The agreement is expected to be completed in the second half of 2011.
It is the clear market leader in raki, the biggest spirits category in Turkey, and has a leading position in vodka, while it also has an extensive nationwide sales and distribution network.
It had net annual sales of £300m in 2010 and earnings before interest and tax (EBIT) of £120m, and will be earnings accretive for Diageo in the first full year of acquisition by around one per cent.
The group said the deal will allow it to accelerate the growth of its international spirits brands in Turkey through Mey Içki’s distribution network and customer relationships.

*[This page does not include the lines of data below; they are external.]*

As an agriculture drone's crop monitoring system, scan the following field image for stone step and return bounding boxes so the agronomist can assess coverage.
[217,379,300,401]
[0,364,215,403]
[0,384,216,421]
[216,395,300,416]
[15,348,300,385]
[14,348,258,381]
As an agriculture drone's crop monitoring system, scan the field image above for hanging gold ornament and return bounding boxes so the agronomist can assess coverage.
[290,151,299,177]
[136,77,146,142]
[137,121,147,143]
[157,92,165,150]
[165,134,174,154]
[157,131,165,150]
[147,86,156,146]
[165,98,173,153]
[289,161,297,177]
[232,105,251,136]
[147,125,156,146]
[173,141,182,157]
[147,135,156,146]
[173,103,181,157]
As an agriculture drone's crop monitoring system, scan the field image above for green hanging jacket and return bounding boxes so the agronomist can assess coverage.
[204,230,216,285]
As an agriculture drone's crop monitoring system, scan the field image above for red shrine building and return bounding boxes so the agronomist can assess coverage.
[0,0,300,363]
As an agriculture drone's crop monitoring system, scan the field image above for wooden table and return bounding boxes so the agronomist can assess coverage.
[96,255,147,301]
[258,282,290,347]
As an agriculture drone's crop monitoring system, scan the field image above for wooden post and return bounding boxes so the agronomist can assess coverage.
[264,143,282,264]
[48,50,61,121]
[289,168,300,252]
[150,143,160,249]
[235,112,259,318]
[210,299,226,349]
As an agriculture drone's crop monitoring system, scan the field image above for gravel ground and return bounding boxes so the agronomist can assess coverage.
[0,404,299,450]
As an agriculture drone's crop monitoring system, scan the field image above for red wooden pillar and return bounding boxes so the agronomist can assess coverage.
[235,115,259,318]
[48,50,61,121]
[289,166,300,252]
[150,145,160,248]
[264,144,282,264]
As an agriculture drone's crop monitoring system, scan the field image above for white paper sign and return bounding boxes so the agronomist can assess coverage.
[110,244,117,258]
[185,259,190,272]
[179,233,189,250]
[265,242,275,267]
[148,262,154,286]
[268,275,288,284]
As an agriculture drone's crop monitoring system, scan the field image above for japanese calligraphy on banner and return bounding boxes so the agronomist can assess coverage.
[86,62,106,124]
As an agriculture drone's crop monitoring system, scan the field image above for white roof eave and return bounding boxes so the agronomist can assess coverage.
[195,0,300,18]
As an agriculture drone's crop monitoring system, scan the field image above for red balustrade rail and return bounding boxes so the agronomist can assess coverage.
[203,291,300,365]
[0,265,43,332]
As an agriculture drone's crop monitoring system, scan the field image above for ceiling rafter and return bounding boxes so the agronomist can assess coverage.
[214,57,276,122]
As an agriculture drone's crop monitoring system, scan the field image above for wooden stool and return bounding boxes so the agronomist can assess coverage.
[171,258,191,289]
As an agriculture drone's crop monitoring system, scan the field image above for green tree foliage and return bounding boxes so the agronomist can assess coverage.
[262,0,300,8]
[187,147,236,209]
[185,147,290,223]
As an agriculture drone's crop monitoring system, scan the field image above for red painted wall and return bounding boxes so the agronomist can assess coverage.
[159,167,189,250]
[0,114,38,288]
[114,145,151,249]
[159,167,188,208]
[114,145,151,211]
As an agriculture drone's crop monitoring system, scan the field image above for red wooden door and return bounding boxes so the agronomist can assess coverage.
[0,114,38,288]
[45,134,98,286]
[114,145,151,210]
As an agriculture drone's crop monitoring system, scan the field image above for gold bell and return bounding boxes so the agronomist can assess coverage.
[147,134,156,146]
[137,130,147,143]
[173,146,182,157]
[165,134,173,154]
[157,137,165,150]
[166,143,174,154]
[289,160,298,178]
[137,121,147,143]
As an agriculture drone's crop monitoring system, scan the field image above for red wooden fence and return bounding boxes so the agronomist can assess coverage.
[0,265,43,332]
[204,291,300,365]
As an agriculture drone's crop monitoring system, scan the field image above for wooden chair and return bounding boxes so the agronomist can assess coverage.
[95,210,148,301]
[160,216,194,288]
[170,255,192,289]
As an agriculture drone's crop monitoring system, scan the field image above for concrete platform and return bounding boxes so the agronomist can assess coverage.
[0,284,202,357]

Diageo chief executive Paul Walsh said: “Turkey is an attractive, growing market for Diageo with strong GDP growth.
“The acquisition of Mey Içki transforms our existing position in this fast growing spirits market.
“This investment represents the continuation of our strategy to increase Diageo’s presence in those emerging markets, such as China and Vietnam, which have a rapidly growing middle class.”
Earlier this month Diageo said it was relying for growth on emerging markets where middle class drinkers were starting to get a taste for alcohol, particularly premium brands. Sales in Western Europe have been hit by the economic downturn, it said.
NATALIE Blyth was the HSBC banker fronting the bank’s advisory team on the deal. Working out of London her and her team helped to nail down the details and bring a swift conclusion to the negotiations, leading to yesterday’s announcement.
A team from UBS also worked on the purchase of the Turkish business, seen as a “good fit” for Diageo in its move to grow in emerging markets.
The private equity owners of Mey Içki, TPG Capital LP and Actera made it known that the business could be put up for sale around three months ago. It is understood that the negotiations went smoothly and were concluded relatively quickly.
HSBC has advised on some major deals recently, including the sale of Gatwick for BAA.
HSBC hired Blyth from Deutsche Bank as part of a push to strengthen its UK and cross-border advisory business for its European clients in the consumer sector. She was formerly a managing director in Deutsche Bank’s global consumer group and head of its European consumer team.